A victory in the county delegation would be Mr. Gary's second this session on education. The delegation unanimously approved measure requiring the Board of Education to submit semiannual financial reports, which observers say indicates the clout that Mr. Gary, a former delegate from Millersville, has with local legislators.

"I think it's a power grab," said Del. Joan Cadden, a Brooklyn Park Democrat. "What more does he need? He already has the power of the budget."

Meanwhile, Del. Phillip D. Bissett is lining up support within the House delegation, particularly among young Republicans, who prefer a version that grants the County Council final say on appointments. The GOP has a one-vote advantage on the delegation.

"I'm confident we're going to do something about Anne Arundel's school board problem," the Edgewater Republican said.

The problem, some board members and parent groups say, lies with Mr.
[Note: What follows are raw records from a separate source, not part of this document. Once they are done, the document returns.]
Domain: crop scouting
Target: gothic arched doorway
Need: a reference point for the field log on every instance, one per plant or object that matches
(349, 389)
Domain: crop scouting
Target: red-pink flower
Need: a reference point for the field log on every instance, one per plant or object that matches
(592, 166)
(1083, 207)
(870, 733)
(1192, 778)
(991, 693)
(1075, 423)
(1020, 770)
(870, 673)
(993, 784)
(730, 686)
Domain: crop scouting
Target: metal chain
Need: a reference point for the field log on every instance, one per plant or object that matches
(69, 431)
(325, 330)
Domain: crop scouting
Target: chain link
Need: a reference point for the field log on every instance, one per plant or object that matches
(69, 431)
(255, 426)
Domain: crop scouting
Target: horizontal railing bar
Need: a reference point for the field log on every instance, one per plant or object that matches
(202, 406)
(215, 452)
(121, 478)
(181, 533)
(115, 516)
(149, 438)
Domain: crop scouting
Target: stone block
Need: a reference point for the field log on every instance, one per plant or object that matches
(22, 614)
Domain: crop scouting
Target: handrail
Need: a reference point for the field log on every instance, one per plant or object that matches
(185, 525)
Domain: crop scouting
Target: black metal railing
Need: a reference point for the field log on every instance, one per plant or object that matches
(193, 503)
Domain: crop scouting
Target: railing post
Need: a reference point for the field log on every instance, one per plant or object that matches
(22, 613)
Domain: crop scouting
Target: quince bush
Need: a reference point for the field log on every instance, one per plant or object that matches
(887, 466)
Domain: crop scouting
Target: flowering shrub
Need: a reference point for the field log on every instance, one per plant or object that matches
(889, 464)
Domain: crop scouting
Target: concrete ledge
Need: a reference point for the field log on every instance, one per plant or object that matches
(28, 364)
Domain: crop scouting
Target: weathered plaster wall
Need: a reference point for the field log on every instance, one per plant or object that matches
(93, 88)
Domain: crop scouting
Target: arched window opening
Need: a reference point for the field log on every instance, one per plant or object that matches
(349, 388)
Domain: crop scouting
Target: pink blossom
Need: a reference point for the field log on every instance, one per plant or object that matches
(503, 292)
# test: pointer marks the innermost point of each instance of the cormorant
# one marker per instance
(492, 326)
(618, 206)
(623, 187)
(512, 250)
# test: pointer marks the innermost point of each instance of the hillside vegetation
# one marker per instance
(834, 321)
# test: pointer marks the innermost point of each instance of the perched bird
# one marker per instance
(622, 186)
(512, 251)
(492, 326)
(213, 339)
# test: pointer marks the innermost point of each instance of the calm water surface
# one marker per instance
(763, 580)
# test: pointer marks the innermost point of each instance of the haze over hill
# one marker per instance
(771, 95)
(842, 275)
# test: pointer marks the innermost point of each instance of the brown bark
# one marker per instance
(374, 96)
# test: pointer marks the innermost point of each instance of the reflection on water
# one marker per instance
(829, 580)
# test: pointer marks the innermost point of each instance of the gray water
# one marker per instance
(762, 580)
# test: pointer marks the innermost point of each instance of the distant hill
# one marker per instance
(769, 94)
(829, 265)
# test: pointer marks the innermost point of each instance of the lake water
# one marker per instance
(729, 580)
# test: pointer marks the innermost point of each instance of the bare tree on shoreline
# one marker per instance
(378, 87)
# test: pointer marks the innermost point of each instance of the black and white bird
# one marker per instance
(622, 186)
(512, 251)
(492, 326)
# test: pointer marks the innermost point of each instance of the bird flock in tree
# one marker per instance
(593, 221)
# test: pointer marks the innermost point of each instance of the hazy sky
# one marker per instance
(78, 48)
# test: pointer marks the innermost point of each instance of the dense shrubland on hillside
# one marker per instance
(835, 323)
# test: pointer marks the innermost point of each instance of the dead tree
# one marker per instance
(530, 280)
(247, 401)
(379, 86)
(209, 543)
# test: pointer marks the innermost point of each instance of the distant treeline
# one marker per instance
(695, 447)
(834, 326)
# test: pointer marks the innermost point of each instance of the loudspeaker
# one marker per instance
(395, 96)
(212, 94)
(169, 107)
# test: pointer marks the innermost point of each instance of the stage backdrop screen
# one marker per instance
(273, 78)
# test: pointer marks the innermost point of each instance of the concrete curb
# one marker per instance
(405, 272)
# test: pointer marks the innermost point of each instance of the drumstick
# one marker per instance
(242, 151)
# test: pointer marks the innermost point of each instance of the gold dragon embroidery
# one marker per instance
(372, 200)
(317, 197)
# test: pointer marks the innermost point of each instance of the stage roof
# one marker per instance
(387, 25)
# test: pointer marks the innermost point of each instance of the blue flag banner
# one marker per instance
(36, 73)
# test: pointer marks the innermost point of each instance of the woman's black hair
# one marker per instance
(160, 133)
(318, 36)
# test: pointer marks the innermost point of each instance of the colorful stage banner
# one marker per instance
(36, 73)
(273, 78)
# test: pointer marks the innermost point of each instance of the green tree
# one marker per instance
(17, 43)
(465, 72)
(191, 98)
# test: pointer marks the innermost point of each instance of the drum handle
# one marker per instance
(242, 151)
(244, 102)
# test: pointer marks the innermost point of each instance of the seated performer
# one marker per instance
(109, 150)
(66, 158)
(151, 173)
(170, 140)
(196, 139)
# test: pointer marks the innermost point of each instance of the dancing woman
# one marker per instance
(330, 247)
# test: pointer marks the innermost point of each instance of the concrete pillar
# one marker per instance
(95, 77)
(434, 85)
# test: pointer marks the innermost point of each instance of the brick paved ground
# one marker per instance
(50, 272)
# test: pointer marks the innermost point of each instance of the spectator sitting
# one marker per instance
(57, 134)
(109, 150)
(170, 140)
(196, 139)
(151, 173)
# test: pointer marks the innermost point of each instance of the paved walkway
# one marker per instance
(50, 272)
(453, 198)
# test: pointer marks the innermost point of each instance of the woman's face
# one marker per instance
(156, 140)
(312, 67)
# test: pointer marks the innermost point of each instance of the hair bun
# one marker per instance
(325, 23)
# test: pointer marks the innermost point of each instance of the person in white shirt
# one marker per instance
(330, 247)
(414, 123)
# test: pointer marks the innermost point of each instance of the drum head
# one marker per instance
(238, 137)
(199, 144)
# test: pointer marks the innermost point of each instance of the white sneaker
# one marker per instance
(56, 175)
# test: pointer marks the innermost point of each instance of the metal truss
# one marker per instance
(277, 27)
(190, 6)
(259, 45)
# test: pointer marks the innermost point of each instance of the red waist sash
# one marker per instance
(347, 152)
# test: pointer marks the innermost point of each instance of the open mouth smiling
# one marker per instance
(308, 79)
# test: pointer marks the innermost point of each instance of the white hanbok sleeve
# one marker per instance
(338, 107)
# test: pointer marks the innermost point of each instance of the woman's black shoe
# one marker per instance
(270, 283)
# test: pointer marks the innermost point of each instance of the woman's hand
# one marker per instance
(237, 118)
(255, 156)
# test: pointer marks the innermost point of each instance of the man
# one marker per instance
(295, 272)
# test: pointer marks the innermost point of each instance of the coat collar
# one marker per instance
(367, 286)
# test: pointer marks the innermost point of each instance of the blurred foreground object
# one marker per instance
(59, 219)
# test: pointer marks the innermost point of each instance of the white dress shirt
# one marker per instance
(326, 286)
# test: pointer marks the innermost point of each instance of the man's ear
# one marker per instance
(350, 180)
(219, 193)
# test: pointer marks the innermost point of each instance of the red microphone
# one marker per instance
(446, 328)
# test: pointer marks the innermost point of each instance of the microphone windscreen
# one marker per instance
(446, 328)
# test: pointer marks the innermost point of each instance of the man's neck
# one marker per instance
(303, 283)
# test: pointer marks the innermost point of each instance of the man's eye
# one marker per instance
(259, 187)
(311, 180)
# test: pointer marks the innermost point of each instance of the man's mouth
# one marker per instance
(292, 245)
Gary's agenda to consolidate power in his office. The executive, facing stagnant property tax revenues, limited borrowing ability and a voter-approved tax cap, has said that hard times demand stern action.

Privately, Mr. Gary has complimented board members for their long hours. But publicly he has cast them as demanding spendthrifts.

Critics say the appointment bill would render the panel toothless, turning it into a political arm of the county executive. They point to troubled Baltimore schools as the legacy of a mayor-appointed board.

In the past few weeks, though, Baltimore Mayor Kurt L. Schmoke has made overtures to teachers and parents. He has proposed giving parents greater say in where their children attend school and announced his intention to appoint the president of the Baltimore Teachers Union, Irene B. Dandridge, to the school board.

The mayor has been commended for those actions, considered signs that Mr. Schmoke is sharing the power. But Mr. Gary's critics say he seems headed in the opposite direction.

Mr. Gary has said he will not tinker with education policy, but will look to cut costs where possible. But he could extend his reach, critics say, which frightens some board members, parents and teachers.

"If the county executive wants an education department under him, like the Department of Public Works, he should just say it," said Carolyn M. Roeding, the state PTA's vice president for legislative affairs.